Subject: | Scrambled special characters from ISO-8859-1 pages in LWP 6.03 while 5.837 was ok |
Date: | Fri, 11 Nov 2011 17:49:32 +0100 |
To: | bug-libwww-perl [...] rt.cpan.org |
From: | André Lang <sierra [...] webrausch.de> |
Issue: Special characters are garbled when loading ISO-8859-1 encoded
pages. I encountered this problem using the decoded_content function of
WWW:Mechanize and tracked it back to LWP.
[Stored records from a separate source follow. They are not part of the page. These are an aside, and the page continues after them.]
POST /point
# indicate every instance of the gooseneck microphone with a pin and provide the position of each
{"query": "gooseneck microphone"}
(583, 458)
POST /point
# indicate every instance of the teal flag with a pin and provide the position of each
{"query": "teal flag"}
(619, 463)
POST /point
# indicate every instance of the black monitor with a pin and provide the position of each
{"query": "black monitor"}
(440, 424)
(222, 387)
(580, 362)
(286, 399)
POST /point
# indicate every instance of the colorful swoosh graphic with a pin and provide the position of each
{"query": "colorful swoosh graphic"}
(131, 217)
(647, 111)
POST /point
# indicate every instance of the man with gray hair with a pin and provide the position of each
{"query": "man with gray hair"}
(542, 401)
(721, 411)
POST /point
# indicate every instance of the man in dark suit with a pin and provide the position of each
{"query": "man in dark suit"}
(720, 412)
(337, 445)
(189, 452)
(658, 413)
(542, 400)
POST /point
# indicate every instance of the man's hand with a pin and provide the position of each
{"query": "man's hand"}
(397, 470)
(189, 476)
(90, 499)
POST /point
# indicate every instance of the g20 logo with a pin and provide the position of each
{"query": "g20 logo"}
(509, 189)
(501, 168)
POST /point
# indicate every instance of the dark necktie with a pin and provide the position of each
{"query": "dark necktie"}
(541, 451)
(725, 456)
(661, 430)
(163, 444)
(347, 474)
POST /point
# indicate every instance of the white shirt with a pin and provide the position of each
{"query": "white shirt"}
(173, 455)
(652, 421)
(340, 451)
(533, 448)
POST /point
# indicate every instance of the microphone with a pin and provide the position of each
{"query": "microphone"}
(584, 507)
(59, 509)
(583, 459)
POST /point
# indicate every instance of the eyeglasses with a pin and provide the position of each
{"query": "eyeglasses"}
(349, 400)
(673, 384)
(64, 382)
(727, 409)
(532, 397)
When running on LWP 5.837, the sample code below returns the proper
french page containing all the extended characters like "é" (french
accented e) and à (accented a).
On LWP 6.03 these characters are lost.
--------------
#!/usr/bin/perl -w
use strict;
use utf8;
use encoding "utf8";
use LWP::UserAgent;
# set proper terminal encoding to display special characters the proper way
my $TERMINAL_CHARSET = ':encoding(utf8)';
if($^O eq 'MSWin32') {
$TERMINAL_CHARSET = ':encoding(cp850)';
}
binmode(STDOUT => $TERMINAL_CHARSET);
# get and dump a french page
my $ua = LWP::UserAgent->new;
my $req = HTTP::Request->new(GET =>
'http://www.ciao.fr/Au_congelateur_60_2');
my $res = $ua->request($req);
print $res->content;
--------------